We are almost at the end of turn 2 (a turn ended half way through on an equal initiative roll and is not included in the turn count). We have been playing for going on for under 3 hours but, it already looks like another Spanish victory.

This last week I have based up the newly painted figures (102 infantry, 40 cavalry). I have also taken a break from painting (my own, but not client's)  figures to paint up the two buildings in my spare time. They are a stable, and a balconied residential block. I also took the the opportunity to make a long, free standing, high, wall which now forms part of Cerignola - you can see it in some shots in front of the second pictured building - see the 'D'Ars is counterattacked' shot.

Sunday 10 March 2013

Cerignola 1503 at 1:20

As regulars will know, this battle has become almost habitual on this blog. I am currently working towards putting on Cerignola 1503, as a demo-game, at Sheffield Triples on 18th / 19th May 2013. Peter and I will be running the game using our house rules, Hell Broke Loose. Because it is going 'out and about', I have decided to make it more of a spectacle by increasing the number of figures involved. It is now scaled at 1 figure to 20 men.

The figures are nearly finished. I have three more units of Foundry men-at-arms to paint (these will replace the units in Gonsalvo's command - currently they are represented by two units of WoR knights and a unit of archer cavalry). When these figures are finished I will have to do 5 cavalry standards - mainly Italian; the 3/32 'flag pole' tubing has been ordered!

Other jobs, still pending, are to finish the two buildings and make a 12" section of earthworks ( I'll probably make several sections with the gabions purchased at Vapnartak) and match it to the existing ones. I also have to lighten the shade of the baize cloth with yellow and caramel spray paint. Yellow is the prime colour for this; two more cans of yellow paint have been ordered!

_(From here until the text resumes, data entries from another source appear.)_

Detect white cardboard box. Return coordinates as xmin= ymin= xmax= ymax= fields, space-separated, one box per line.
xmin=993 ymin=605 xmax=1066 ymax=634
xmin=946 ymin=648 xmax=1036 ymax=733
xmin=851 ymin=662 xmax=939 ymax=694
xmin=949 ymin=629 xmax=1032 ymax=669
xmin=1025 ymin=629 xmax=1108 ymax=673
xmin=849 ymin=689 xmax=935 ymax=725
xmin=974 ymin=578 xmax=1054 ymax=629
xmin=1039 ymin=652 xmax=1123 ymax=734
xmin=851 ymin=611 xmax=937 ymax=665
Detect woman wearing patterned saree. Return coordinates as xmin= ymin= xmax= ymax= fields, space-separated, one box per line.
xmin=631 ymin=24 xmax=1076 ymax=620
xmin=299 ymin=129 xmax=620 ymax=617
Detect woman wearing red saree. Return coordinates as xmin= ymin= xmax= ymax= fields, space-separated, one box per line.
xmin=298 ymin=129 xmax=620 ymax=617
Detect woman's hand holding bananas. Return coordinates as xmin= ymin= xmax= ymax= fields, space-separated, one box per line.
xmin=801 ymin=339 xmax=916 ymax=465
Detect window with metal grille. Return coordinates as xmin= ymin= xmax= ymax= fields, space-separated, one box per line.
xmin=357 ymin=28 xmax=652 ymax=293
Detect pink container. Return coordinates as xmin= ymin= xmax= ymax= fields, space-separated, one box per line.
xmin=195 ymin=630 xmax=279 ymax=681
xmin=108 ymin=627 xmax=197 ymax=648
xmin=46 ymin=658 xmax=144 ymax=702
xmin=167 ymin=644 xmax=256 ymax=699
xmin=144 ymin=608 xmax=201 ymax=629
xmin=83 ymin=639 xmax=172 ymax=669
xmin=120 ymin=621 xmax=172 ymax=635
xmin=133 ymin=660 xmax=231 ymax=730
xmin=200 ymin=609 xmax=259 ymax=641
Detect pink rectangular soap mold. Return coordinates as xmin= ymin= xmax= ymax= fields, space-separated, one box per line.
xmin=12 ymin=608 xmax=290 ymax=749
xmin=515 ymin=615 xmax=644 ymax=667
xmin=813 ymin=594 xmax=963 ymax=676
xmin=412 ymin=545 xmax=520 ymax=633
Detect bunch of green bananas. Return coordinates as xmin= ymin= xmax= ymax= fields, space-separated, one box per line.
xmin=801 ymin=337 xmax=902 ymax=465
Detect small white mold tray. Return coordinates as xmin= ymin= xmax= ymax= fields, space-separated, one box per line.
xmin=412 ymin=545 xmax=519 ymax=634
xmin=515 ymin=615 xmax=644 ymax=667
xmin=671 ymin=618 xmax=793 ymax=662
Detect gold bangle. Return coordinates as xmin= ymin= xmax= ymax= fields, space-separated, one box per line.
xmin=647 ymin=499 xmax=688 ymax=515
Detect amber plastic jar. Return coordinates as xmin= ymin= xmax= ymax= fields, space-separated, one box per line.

The main change to the scenario is that D'Alegre, commanding the French rearguard, will start off-table, kinda. Initially, I thought of having him arrive on the second or third turn in a typical 'wargame scenario' way. Then, thinking about the variable move distances in Hell Broke Loose, I decided to have him visibly march to the battlefield; he must physically march across one end of the table before arriving. The white arrows on the deployment map show the exit and entrance points. I like this idea because it should build in more tension, and stuff will not just appear on the table from out of a box.

French Order of Battle
The French [blue] battle line; Louis d'Armagnac, Duke of Nemours, commanding [A].
Louis d'Ars [B]: 3 units of 8 gendarmes, 2 units of mounted crossbows.
Tambien Chandieu [C]: 1 unit of 180 Swiss pike.
Gespard de Coligny [D]: 6 units of 12 French crossbow, 2 units of 36 French pike.

Yves d'Alegre [E]: 4 units of 8 gendarmes, 4 units of 8 Stradiots, 4 batteries of 1 gun.

All in column and marching to the battlefield.

Spanish Order of Battle
The Spanish battle line: Gonsalvo de Cordoba [A] commanding.
Gonsalvo de Cordoba [A]: 3 units of 8 Spanish men-at-arms. (These are the troops that need replacing).

Fabricio Colonna [B]: 3 units of 8 Italian condottiere men-at-arms.
Diego de Paredes [C]: 2 units of 36 Spanish infantry in colonela, 2 units of 16 Italian arquebusier.
Fabricio Zamudio [D]: 1 unit of 90 Landsknecht pike, 1 unit of 12 Landsknecht arquebusier.
Pizarro de Paredes [E]: 2 units of 36 Spanish infantry in colonela, 2 units of 8 Spanish genitors, 1 unit of Italian mounted crossbow.
Pedro Navarro [F]: 2 batteries of 1 gun.